I would suggest at this point you download your favorite PE viewer and if you do not have one then I would suggest downloading CFF Explorer. Once you have dumped your process out then open it up using CFF Explorer and see if the IAT contains the right information. If it is a legitimate file it probably will but if not it will probably be missing the imported function names. At this point, you cold load the dumped file in IDA Pro and try your best to determine its capabilities without IAT information. Or you could scan the file with multiple anti-virus engines to see if they detect anything in the unpacked process image. However, what you typically want to do is perform a more thorough reverse-engineering tasks, which requires information about the imported functions.

Scanning For Imported Functions with IMPSCAN

The reason you should be concerned with an incomplete IAT is that it will hinder your ability to perform a thorough code analysis. If you try to examine the instructions in the dumped file using IDA Pro, then you will see placeholders instead of API calls. Since IDA does not have access to the entire process’s memory, it cannot determine what APIs exist at those addresses in order to label them. The impscan plug-in for Volatility aims to solve the problem of incomplete import tables. It is very unlikely that the dumped program will match the original or even execute on another machine. That is fine because all you really need to complete a thorough analysis of the malware’s capabilities is to be able to see which API functions it is calling in the disassembly. Therefore, impscan does not attempt to produce a patched version of the dumped file as Import REConstructor does for live systems. Instead, it simply provides labels that you can import into IDA Pro. Below is the syntax for impscan to scan a process for imported functions:

python volatility.py impscan -p 920 -f laqma.vmem –dump-dir=outdir

impscan works by determining the base address and size of all DLLs in a process. Using pefile, it parses the Export Address Table (EAT) of the DLLs to determine the offsets and names of exported functions. Then, using pydasm, it scans the process executable (or any memory range in the process address space as specified with the -a and -s flags) looking for call or jmp instructions. If the destination of one of the call or jmp instructions leads to an API, them impscan records the address of the instruction and the corresponding API function name. Impscan produces MakeName statements, which you can transfer into IDA Pro. These statements contain the missing information that IDA needs to link the placeholders presented earlier with the name of the API function stored at that address.

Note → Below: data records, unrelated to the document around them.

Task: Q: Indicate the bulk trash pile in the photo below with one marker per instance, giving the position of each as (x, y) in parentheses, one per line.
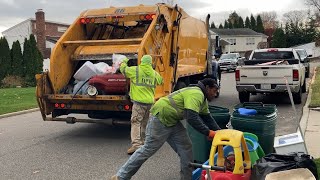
(89, 70)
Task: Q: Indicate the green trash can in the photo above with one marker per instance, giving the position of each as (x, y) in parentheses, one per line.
(201, 146)
(263, 124)
(221, 115)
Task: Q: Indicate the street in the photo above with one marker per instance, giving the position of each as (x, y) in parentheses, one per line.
(34, 149)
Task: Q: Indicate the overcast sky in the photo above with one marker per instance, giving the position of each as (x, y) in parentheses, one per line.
(13, 12)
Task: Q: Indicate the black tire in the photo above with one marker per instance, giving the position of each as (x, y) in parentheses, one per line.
(304, 86)
(297, 97)
(180, 85)
(308, 73)
(244, 97)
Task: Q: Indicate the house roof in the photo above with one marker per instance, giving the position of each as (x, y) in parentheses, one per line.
(52, 39)
(33, 19)
(237, 32)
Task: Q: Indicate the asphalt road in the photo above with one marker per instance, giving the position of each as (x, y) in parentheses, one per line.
(33, 149)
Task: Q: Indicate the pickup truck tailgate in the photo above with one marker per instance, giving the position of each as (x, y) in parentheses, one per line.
(265, 74)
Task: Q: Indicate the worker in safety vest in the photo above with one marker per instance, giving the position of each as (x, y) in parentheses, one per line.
(143, 81)
(190, 103)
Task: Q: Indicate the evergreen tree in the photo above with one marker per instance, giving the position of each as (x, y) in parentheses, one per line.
(25, 56)
(2, 70)
(17, 59)
(236, 24)
(34, 61)
(226, 24)
(310, 33)
(230, 24)
(28, 58)
(279, 39)
(253, 24)
(240, 23)
(260, 27)
(213, 26)
(247, 23)
(5, 57)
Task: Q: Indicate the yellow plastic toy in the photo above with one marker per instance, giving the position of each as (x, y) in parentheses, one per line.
(235, 139)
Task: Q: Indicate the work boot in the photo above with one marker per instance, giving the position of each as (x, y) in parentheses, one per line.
(115, 177)
(132, 150)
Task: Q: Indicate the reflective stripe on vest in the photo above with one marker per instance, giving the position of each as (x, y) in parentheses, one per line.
(174, 104)
(143, 84)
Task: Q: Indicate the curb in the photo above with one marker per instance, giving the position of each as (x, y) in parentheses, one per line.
(306, 110)
(18, 113)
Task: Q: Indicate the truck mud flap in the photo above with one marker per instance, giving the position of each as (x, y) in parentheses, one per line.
(72, 120)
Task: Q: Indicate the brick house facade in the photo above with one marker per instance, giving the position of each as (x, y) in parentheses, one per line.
(46, 32)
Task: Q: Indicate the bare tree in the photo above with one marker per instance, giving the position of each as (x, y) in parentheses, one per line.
(170, 2)
(314, 4)
(296, 17)
(269, 19)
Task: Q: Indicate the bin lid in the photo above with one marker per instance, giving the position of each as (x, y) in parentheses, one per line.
(288, 139)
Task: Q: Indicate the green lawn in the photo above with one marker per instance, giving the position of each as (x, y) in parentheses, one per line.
(317, 161)
(315, 96)
(17, 99)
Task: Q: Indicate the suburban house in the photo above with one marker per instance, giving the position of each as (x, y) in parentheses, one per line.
(238, 40)
(47, 33)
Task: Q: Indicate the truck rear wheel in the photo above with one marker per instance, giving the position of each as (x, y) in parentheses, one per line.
(244, 97)
(297, 97)
(179, 85)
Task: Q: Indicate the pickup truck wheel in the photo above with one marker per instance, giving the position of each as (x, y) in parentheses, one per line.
(244, 97)
(297, 97)
(304, 87)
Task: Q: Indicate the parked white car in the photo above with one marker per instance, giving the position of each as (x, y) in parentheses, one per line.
(266, 70)
(305, 59)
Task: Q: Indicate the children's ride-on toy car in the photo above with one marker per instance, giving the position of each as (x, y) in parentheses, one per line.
(237, 164)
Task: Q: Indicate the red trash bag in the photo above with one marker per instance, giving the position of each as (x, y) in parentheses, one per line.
(110, 84)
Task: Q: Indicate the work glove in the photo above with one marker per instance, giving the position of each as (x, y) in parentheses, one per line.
(125, 60)
(211, 135)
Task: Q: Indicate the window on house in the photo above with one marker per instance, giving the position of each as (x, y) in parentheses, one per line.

To apply the labels, click File → IDC Command, paste in the MakeName statements, and click OK. Once you have clicked OK, you will immediately see changes applied throughout the program. You can get even more information out of IDA by choosing to re-analyze the program. Now that IDA can tell which API functions the program is calling, IDA can label arguments accordingly. To do this, Click Options → General → Analysis → Reanalyze Program. Once this is complete then you can save your work through IDA Pro and then give that file to your RE guys for a detailed analysis. This will make their life a little easier and they will be much more receptive in handling executables from memory.

This process will create two files (bin file and a bin.idc) so if you are not an RE guy then you can take these two files along with the executable and give those to your RE guys who will know how to import them into IDA.

The impscan is not part of the volatility install but is a python script found on the DVD of the above referenced book.  I have uploaded this script to the library for everyone’s use.  The file is called “malware.py” and contains numerous scripts in one and the impscan script is part of that.